Sono passati all’incirca due anni dall’ultimo post che ho scritto per i blog de ilfattoquotidiano.it. Due anni non sono molti nella vita di una persona, di certo non lo sono per l’evoluzione del pianeta e dell’umanità, eppure alle volte mi domando se questi anni non siano stati percepiti in maniera più viscerale di quello che il semplice conteggio dei giorni non dica. Sembra come se qualcuno avesse premuto il fast forward di una vecchia vhs e sia arrivato alla fine del film molto prima di quanto ci si aspettasse. E mentre i titoli di coda scorrono veloci sullo schermo nero, ci rendiamo conto che la storia termina in modo diverso da come l’avevamo immaginata.

Altre volte, invece, mi pare che al netto di tutto, il mondo e la società non si siano trasformati poi così tanto. Ma probabilmente è perché l’essere umano, anche dopo gli scossoni più violenti, riesce a trovare il (proprio) modo di riprendere la strada, seppur azzoppato o barcollante. Se mi guardo indietro però, beh, di cose ne sono successe e forse quella scossa, più che riportarci su una strada diversa, ci ha proprio messo su un’altra traiettoria. Nonostante oggi sembri un ricordo a tratti sbiadito, il Covid ha messo sottosopra la vita di molti; chi per breve tempo, chi con strascichi (non necessariamente medici) più lunghi.

È come se da quel punto zero le cose abbiano cominciato a girare in maniera diversa e la nostra vita di ieri ci appaia offuscata e remota. Lo smart working è diventato parte della nostra vita lavorativa, gli studenti hanno preso definitivamente confidenza con l’apprendimento digitale, il rapporto scuola-casa è ancora soprattutto virtuale, un numero rilevante di persone indossa ancora le mascherine, le interazioni personali – in particolare tra i giovani – sono diventate più complicate, creano ansia, diffidenza e inadattabilità.
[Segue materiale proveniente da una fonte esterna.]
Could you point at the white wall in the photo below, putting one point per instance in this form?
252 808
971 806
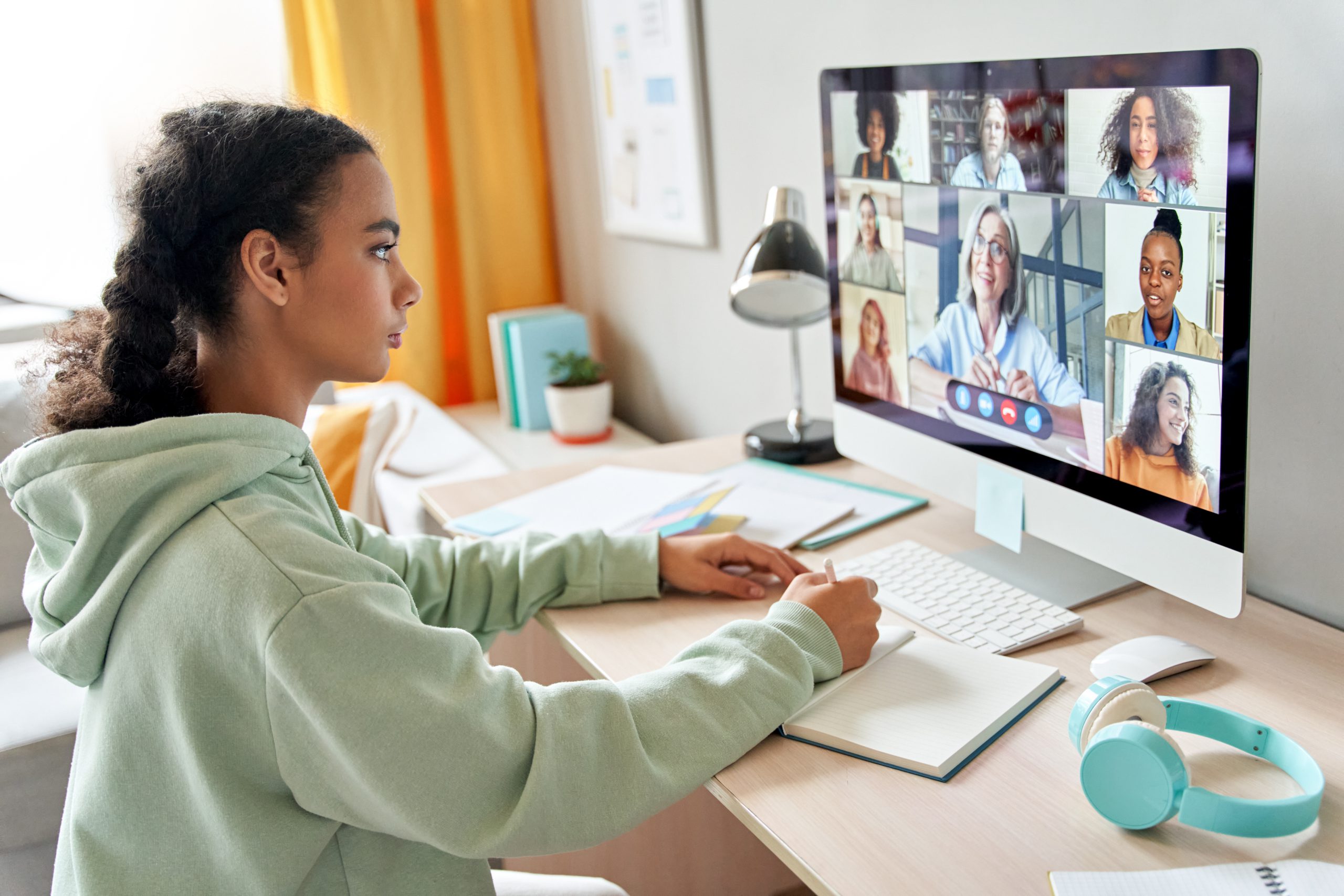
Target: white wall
85 85
686 367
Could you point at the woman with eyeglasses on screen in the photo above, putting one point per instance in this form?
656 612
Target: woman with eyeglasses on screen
869 262
870 370
879 120
992 167
1159 323
1150 145
1156 450
985 339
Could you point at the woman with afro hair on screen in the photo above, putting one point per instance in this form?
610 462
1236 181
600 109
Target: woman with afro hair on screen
879 120
1150 145
1156 450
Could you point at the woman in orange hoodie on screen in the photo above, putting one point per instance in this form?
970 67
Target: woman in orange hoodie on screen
1156 450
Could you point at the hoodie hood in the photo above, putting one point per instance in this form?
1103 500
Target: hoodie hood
100 503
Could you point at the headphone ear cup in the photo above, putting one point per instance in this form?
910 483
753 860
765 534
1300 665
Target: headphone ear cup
1133 702
1133 774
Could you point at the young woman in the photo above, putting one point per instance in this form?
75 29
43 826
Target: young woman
879 120
1156 450
1150 145
282 699
985 339
869 263
992 167
1159 323
870 370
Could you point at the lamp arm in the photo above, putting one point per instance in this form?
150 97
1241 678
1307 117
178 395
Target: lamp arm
797 417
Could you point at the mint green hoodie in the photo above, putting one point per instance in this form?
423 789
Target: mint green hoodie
286 700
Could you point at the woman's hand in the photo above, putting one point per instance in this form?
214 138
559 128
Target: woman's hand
984 371
1019 385
847 608
691 563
C’è chi ha perso il lavoro, chi l’ha ritrovato mutato o falcidiato nei diritti, chi si è reinventato, chi ha deciso di diventare un “nomade digitale”, chi continua invano ad attendere qualcosa che non esiste più. Molti sono arrabbiati e sentono di non aver raccolto nessuna ricompensa pattuita. In fondo, ci avevano detto che sarebbe andato tutto bene. Qualcuno ha fatto a pugni coi propri demoni, con i suoi buchi neri, altri hanno fatto i conti col proprio concetto di mortalità. Alcuni ne sono usciti, altri sono restati imbrigliati dentro una voragine senza nome, mutevole e informe. In tanti sono cambiati, ma forse non tutti ne hanno preso coscienza. Ardimentoso è trovare un senso alla vita che cambia.

Anch’io ho assaggiato la mia dose di cambiamento. Due anni fa, senza più turisti e senza più introiti, ho cominciato a disboscare il dorso di un monte. Sotto il sole estivo, quasi fosse la penitenza per una rinascita futura che ancora non intravedevo, ho ripulito dall’incuria e dall’abbandono un scampolo di terra, un tempo feconda. E ci ho piantato quello che già in passato era esistito: un vigneto. Si accuccia sopra una costa che non fa sconti a nessuno, s’inerpica caparbio e da lì, una volta conquistato il crinale, punti lo sguardo verso il mare alto.

Dicono che la terra sia bassa, dura e che non dia da vivere. In questo lembo, popolato dagli spiriti di antichi contadini, ho imparato che la terra non sta mai ferma, nemmeno quando è immota. E nel suo mutamento ti forza a cambiare con lei. Ad ogni mese, ogni stagione, sempre uguali e sempre diverse. Ci sono cambiamenti che ti tirano per i capelli, altri che arrivano in ritardo come una sposa all’altare, altri avvengono con la naturalezza di un bruco diventato farfalla. Ricette prodigiose e scappatoie miracolanti non ce ne sono. Per questo bisogna continuare a cercare.